Tam o sırada Blake o kadar mutluydu ki, kollarından biriyle Yvonne'u kendine çekip odasına götürdü. Yatakta üzerine çıktı ve heyecanla kıyafetlerini çıkardı.
Yvonne onu durdurmak için acele etti. "Şimdi değil. Evlendiğimizde tamamen senin olacağım."
Blake de zorlamadı. "Pekala, madem bu seni mutlu edecek. Biraz daha dayanabilirim."
"Yaa, öyle yapma. Nasılsa yakında senin olacağım. Acelen ne? Sahi, düğün ne zaman olsun?" Yvonne cilve yaptı.
"Önümüzdeki birkaç gün içinde. O serseriden boşandığın an ayarlayacağım," dedi Blake hiç tereddüt etmeden.
Yvonne, Blake'e sokuldu. "Seni seviyorum, Blake."
"Ben de seni seviyorum, Yvonne."
Yvonne'un ifadesi mutluluk doluydu ama Blake'in bakışları biraz daha sinsi bir şeyler taşıyordu.

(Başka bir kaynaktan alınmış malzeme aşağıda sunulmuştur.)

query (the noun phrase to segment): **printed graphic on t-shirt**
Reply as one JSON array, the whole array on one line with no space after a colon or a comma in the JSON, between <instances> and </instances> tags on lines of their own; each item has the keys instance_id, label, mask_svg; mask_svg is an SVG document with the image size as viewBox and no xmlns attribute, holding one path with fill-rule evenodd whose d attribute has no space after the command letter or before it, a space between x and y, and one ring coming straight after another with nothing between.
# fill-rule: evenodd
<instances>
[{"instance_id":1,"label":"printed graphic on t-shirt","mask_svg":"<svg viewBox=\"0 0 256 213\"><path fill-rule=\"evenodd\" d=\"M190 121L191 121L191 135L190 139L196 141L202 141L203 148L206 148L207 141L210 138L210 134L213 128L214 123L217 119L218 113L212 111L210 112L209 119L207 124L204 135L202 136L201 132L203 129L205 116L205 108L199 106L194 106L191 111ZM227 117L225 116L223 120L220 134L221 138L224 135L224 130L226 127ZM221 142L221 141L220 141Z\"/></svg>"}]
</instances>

Wilbur, Willowların evinden ayrıldıktan sonra caddede yürürken Chelsea'ye bir mesaj attı. Şimdilik başka bir yerde sakinleşmesini ve aceleyle bir yere gitmemesini söyledi.
Chelsea yetenekli değildi ama gençti ve eğitilebilirdi.
İlkeleri ve çocuksu masumiyeti, Wilbur'un onda en sevdiği özelliklerdi. Böyle insanlar gelecekte onun için son derece yararlı olacaktı.
Böylece Wilbur, gelecek hakkında düşünerek caddede yavaşça gezindi.
Çok geçmeden koca bir saat geçmişti.
Tam o sırada yüksek bir çığlık duyuldu.
Wilbur döndüğünde caddenin ortasında dört beş yaşlarında küçük bir çocuk gördü ve bir araba her saniye daha da yaklaşıyordu.
Sürücü frene asıldı ama mesafeyi düşününce çocuk hala tehlikedeydi.
Wilbur sahneyi gördüğü an kararını vermişti.